Guide Labs Team

Guide Labs is a product-focused research company, and our goal is to build a new class of interpretable AI systems that humans and domain experts can reliably understand, steer, and debug.

We have assembled a team that has more than 20 years of experience focused on the interpretability and reliability of AI systems. We have published more than two dozen papers at top machine learning venues. Critically, we have shown that machine learning models trained solely for narrow performance measures, without regard for interpretability, result in models whose explanations are mostly unrelated to the model’s decision-making process, and are not aligned with humans for consequential decisions. Even worse, explanations of unchecked models can actively mislead. More recently, we’ve shown that self-explanations, like chain-of-thought, of LLMs are unreliable. 

These results directly inform our approach to engineer AI models that are interpretable, reliable, and trustworthy. Toward this end, we have demonstrated the effectiveness of rethinking a model’s training process for language models and protein property prediction. We developed one of the first image-generative models at the billion-parameter scale that is constrained to reliably explain its outputs in terms of human-understandable factors. More recently, we demonstrated that billion-parameter language models can also be trained to be interpretable.

Our past experience has shown that it is crucial to integrate interpretability, safety, and reliability constraints as part of the model development pipeline, and that these constraints can be satisfied without compromising downstream performance. With the new AI systems we are building, we can more easily identify the causes of erroneous outputs, detect when models latch onto spurious signals, and correct the models effectively. We aim to create a world where domain experts shift from merely 'prompting' AI to engaging in meaningful and truthful dialogue with AI systems.

Our team’s work on engineering AI systems to be interpretable and reliable. 

Here we give a brief overview of a selection of our team’s previous work.

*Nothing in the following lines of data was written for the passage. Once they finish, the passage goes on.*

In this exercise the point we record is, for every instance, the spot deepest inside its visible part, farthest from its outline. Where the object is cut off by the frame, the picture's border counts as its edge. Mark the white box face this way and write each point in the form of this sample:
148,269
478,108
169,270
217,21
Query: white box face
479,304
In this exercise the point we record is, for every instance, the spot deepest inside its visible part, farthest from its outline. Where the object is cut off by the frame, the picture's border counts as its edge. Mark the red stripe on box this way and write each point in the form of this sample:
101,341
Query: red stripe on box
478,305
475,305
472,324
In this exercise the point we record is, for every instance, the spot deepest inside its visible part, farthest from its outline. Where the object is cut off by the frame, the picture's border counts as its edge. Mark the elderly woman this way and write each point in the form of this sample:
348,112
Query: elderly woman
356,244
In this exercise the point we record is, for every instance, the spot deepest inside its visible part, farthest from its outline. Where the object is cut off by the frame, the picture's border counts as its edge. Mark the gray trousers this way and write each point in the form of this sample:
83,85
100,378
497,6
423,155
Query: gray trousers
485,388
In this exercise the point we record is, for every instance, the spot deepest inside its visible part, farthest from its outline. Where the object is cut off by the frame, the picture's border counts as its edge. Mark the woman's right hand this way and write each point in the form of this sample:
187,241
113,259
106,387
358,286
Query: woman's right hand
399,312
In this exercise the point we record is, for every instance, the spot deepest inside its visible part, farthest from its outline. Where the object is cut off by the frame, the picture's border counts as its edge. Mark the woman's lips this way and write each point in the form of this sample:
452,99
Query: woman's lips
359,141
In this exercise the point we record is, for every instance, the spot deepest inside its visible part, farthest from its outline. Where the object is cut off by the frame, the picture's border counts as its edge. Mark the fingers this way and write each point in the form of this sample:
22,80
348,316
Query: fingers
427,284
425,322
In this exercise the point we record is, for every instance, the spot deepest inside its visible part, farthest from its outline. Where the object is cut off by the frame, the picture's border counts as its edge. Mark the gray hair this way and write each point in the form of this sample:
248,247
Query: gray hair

• Concept Bottleneck Generative Models, ICLR 2023.
  • For the first time, we show how to train large-scale generative models that are constrained to explain their outputs in terms of human understandable factors at the billion parameter scale.
• Concept Bottleneck Language Models for Protein Design, (Under Review) 2024.
  • We demonstrate how to train large language models that are constrained to explain their outputs in terms of human understandable factors for protein design. For the first time, biochemists and other drug discovery experts can enable fine-grained control of a protein-language model for antibody and protein design.
• Faithfulness Measurable Masked Language Models, ICML 2024.
  • We present a method for ensuring that the explanations of masked language models are reliable.
• Interpretability Needs a New Paradigm, Position Paper, 2024.
  • We describe our perspective on how to engineer and train models so that they can have truthful and reliable explanations.
• Error Discovery by Clustering Influence Embeddings, NeuRIPS, 2023.
  • We demonstrate a technique for identifying groups of errors that a model is making.
• Interpretable Mixture of Experts, TMLR, 2023.
  • We show how to make the mixture of experts, a classic machine learning approach, constrained to be interpretable.
• Improving Deep Learning Interpretability by Saliency Guided Training, NeuRIPS, 2022.
  • We present an approach for training deep learning models that are constrained to  ignore input features, in a dataset, that have ‘noisy’ gradients. Models that latch onto high frequency signals or that have noisy gradients have unreliable explanations.
• Quantifying and Mitigating the Impact of Label Errors on Model Disparity Metrics, ICLR, 2023.
  • We present an approach to attribute a model’s bias to its training data.